Should I write my web apps using ExtJS? One page that should never be updated, and all that AJAX is doing?
You do not need to write your applications as ExtJS documentation. If you look at the sample pages for ExtJS, you will see a lot of HTML mixed with Ext widgets on separate pages. In my work, I have two different applications in which I use ExtJS, one of them is a legacy site where I use widgets to create pages, and the other is a full-featured web application that uses nothing but ExtJS for the interface. I definitely prefer the latter as soon as I hung it, but the learning curve is pretty steep.
How do you debug such applications if getting to the right place can take a lot of “clicks” and work with it.
The key here is modulating your application. Build each component individually and test it in a vacuum. Do not make you think that it must be some kind of giant JavaScript file that contains the entire application. In most web applications, the source had dozens or more JavaScript files that were merged for deployment purposes only.

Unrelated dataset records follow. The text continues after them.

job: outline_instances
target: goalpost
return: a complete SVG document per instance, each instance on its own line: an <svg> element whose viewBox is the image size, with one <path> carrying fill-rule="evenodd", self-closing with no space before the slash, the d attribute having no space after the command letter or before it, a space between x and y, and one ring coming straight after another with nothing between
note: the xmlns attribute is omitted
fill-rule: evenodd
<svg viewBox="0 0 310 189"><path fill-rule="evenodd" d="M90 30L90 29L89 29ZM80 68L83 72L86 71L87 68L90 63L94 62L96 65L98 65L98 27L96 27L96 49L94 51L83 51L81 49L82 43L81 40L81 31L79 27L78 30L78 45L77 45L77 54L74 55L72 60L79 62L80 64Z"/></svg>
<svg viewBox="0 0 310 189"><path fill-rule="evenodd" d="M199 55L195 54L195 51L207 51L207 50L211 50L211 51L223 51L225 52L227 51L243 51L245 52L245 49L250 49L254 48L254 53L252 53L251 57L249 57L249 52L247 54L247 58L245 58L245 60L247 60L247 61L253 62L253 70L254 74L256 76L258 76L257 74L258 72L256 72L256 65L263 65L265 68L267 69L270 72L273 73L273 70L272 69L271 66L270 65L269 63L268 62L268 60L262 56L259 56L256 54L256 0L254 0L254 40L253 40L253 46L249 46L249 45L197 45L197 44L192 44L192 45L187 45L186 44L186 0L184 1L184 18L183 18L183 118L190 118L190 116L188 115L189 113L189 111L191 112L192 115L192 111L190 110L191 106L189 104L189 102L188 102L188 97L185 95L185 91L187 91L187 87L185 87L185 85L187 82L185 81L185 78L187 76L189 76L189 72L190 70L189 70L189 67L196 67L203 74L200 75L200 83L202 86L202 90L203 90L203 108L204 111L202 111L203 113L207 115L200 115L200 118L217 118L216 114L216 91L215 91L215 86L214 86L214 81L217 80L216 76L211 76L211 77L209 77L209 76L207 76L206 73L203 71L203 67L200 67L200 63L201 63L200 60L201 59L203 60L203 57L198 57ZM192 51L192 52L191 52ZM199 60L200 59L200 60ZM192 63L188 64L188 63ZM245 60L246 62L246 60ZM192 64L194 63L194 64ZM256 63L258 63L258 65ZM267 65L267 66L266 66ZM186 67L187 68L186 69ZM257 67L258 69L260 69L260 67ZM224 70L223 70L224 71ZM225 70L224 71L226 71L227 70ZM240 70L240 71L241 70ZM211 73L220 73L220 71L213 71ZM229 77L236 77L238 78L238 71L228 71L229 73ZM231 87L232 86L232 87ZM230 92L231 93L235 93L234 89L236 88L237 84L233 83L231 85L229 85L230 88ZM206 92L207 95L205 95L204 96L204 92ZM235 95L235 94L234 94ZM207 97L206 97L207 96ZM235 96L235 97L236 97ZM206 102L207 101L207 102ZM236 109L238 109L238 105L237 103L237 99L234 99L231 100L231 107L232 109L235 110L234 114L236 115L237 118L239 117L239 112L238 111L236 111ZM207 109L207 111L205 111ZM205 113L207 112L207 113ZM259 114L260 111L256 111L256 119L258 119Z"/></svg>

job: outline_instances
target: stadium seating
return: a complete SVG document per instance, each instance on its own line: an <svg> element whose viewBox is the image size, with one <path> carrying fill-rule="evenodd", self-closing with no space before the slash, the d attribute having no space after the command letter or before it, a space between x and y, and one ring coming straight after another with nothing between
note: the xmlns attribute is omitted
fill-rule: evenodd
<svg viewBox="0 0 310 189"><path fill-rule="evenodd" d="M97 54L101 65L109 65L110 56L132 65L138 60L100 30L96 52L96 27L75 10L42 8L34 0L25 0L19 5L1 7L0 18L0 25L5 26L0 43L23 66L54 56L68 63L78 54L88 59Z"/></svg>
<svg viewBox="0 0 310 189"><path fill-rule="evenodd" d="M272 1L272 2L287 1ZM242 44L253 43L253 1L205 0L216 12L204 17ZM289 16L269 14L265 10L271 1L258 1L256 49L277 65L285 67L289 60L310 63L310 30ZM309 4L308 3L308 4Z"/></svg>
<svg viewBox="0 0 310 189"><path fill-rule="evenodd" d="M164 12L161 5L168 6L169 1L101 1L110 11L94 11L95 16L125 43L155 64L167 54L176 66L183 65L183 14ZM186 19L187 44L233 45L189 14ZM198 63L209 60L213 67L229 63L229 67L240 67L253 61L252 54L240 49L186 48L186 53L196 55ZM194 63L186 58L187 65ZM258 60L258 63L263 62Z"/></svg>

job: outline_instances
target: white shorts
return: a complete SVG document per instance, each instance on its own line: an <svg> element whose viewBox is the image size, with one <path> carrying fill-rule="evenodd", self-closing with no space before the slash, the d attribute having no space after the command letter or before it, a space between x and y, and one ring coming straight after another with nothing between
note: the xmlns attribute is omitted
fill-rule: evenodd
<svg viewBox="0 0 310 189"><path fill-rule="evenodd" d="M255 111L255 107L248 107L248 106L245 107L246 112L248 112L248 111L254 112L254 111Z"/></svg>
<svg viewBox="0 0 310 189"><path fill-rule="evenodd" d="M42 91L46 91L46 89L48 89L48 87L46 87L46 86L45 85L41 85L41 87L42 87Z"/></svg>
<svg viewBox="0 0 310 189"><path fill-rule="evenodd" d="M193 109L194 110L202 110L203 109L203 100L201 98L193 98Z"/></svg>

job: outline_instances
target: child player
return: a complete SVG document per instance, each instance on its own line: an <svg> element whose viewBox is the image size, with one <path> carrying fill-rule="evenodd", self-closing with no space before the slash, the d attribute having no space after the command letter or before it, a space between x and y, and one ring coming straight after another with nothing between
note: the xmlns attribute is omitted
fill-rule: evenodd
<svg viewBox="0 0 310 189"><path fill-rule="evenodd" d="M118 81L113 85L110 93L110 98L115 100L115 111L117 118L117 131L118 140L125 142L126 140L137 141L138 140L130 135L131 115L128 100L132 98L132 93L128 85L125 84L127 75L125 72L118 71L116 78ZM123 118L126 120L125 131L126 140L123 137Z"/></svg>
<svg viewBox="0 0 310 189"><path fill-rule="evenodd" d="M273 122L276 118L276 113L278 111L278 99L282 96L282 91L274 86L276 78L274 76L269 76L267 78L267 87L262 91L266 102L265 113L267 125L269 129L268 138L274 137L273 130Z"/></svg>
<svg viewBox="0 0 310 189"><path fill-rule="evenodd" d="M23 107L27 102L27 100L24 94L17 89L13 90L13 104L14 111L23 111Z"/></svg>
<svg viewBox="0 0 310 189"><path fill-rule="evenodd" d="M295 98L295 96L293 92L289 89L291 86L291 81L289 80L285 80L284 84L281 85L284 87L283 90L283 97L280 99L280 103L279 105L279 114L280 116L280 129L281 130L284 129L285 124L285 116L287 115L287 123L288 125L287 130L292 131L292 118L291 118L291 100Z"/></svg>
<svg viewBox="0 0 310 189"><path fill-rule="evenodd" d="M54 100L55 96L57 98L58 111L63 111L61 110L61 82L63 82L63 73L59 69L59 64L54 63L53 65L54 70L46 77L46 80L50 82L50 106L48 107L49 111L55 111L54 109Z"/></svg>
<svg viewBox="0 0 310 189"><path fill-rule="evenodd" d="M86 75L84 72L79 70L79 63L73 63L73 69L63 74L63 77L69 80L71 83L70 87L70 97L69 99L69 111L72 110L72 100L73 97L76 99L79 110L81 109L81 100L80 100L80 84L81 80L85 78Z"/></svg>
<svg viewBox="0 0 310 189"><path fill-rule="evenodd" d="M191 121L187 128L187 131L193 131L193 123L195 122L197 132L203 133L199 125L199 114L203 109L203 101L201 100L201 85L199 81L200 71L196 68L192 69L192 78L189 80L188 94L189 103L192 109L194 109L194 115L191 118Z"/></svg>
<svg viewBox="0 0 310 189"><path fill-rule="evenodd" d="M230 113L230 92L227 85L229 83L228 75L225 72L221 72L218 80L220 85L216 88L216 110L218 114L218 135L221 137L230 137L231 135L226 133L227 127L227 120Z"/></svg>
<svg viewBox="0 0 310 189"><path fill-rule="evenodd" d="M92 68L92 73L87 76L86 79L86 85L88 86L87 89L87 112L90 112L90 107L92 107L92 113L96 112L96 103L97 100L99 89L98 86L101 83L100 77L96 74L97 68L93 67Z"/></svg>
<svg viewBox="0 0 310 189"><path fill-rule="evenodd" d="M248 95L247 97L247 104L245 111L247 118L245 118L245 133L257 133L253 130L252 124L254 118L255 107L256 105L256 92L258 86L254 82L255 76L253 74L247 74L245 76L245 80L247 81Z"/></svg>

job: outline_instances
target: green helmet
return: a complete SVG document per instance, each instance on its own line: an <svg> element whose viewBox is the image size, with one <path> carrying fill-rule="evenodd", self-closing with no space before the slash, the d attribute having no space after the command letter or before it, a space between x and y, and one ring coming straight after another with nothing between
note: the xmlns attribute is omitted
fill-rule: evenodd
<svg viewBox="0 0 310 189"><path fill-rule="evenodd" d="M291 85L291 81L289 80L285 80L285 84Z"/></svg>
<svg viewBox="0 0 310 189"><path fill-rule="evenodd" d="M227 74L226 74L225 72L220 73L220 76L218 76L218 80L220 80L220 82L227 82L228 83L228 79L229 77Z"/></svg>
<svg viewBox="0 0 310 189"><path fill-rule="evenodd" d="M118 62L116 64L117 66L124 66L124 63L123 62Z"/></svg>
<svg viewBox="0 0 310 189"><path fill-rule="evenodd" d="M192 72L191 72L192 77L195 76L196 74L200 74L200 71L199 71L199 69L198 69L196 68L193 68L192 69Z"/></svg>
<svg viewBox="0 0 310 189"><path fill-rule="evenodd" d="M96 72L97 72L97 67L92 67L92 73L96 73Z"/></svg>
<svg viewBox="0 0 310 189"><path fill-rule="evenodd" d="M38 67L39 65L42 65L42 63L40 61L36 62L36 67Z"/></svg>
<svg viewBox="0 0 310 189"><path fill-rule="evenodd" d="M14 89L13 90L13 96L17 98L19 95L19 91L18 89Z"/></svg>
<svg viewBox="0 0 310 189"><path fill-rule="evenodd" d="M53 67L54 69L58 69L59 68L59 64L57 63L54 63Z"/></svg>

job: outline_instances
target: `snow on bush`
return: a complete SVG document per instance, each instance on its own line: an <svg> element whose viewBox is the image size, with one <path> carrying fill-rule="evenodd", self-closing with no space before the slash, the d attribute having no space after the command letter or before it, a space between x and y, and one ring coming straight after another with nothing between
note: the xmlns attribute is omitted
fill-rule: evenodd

A for testing and debugging must be firebug . It allows you to check Ajax requests, debug JavaScript live and much more.
Here is a series of articles about building large applications using ExtJS, this is a pretty decent read with lots of good information.
Creating a sample application in ExtJS 4 Part1 Part2 Part3
For ExtJS 3.3 and below Part1 Part2 Part3
I think it's okay to use ExtJS anyway, if you are just starting out, it may make more sense to do what you like best and add some ExtJS “buckle” along the way. However, once you start using it to create single-page applications, and you have output other than JSON, you will probably never look back at the old way you did web applications.